As your business grows, so do your packaging requirements. More the products sell, the more packaging material is used. This gives you an opportunity to use your packaging wisely to your advantage as well as your consumer’s. A third very important view would be using your packaging for the benefit of the whole world. After it has served its purpose, which is, deliver the product to the customer, Packaging of a product generally becomes waste. As a responsible citizen of the word, everyone including your business should be looking to reduce waste. If you are not already, you should be looking for sustainable packaging solutions. They be called environmental friendly, Eco-friendly or sustainable packaging, but the basic principle is same, that is to reduce the consumption of resources used for packaging the product. PricewaterhouseCoopers conducted a study to understand the impact of sustainable packaging on the industry.
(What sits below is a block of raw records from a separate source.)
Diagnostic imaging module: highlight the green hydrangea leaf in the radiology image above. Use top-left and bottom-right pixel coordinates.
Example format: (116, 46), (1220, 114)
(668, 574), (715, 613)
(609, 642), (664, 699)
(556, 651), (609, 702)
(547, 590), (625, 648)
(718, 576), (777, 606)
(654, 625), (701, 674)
Detailed report can be read here. As per the report, the pressure for sustainable packaging will continue to increase on the industry. There will be regulations that the industry will need to follow to ensure sustainability. The industry also needs to be more proactive to define what makes a packaging sustainable and how the sustainability should be measured.

 

So, what is sustainable packaging?

While there is no single definition or description that is accepted globally, sustainablepackaging.org has tried to describe what constitutes sustainable packaging. The key elements of sustainable packaging are

 

  • It is safe & healthy.
  • It meets market criteria for performance and cost.
  • It optimizes the use of renewable or recycled source materials and uses renewable energy.
  • It is physically designed to optimize materials and energy required for manufacturing the packaging.
  • It is effectively recovered and utilized in biological and/or industrial closed loop cycles.

 

Sustainable packaging is not only socially desirable but has business advantage as well. Let’s look at some of the benefits of adopting sustainable packaging.

 

Marketing Advantage/Reputation Boost. This is the one that has direct impact on your top line. Businesses that use environmental friendly practices generally have more favourable image in the market place. Increasing number of consumers are becoming environmentally conscious. When a brand makes an investment in environment friendly practices, it not only boosts its image amongst existing customers, but also gains new customers who are concerned about the environment. When customers, see a firm making a firm commitment to the environment, they want to support that brand. Most of the environment conscious consumers are very active on social media and social media, today, is a very important marketing platform. Imagine the kind of free advertising that you will get when these people talk about your brand. Moreover, many NGOs and Government agencies publish list of preferred companies or highlight the companies that have demonstrated the commitment to sustainability. The consumer activists are always looking at these sources and share their leanings on social media. Moreover, the newer sustainable materials increase the shelf life of many products, keeping them fresh for longer. (think cling film for vegetables) Many customers feel less guilty throwing away the packaging as it is now sustainable and doesn’t contribute to pollution (at least not to a very high extend).

 

Reduced resource consumption. Increasingly the companies that use recycled or sustainable options for packaging are discovering that it also comes with an added cost advantage. It is one of the known facts that sustainable packaging focuses on recycled material which leads to reduced consumption of precious, non-renewable resources. Redesigning the packaging to use lesser material and more compact shape helps in further reducing the use of that material. The key objective here is to reduce overall resource consumption, by reducing the amount of packaging used and reducing the energy used to produce them. Compact shapes translate into lesser space used for transporting, translating into more products being transported for same space and thus reducing the fuel or transportation cost. Given these facts, the investors and analysts have started loving the sustainable packaging options.

 

Reduced Storage. As discussed when using sustainable packaging, one the key objective is to reduce the amount of packaging used. Smaller packaging means reduced storage requirements leading to smaller bins and smaller warehousing requirement. This leads to savings in logistics not only for the supplier but also for the consumer. (Consumers need smaller space in their homes to store the product). Subsequently, the sustainability also helps by increasing warehouse productivity and reduces labour costs. Sustainable packaging also helps in disposing off the empty packaging/packaging. Smaller packaging is always easier to dispose and not to forget, it is easily processed (being sustainable). This reduces the overall disposal cost of packaging material.

 

Corporate Social Responsibility (CSR). Today, every business is required to do CSR activities. Be it reduced energy consumption in terms of heating, cooling or electricity, water, paper and other resources. Sustainable packaging furthers that cause and can be used to present the company as socially responsible one. You help reduce the carbon footprint of not only your company, but also that of your customers, your logistics providers and society at large.

 

Thus, sustainable packaging is a must that companies need to focus on; both for environment and their own benefit.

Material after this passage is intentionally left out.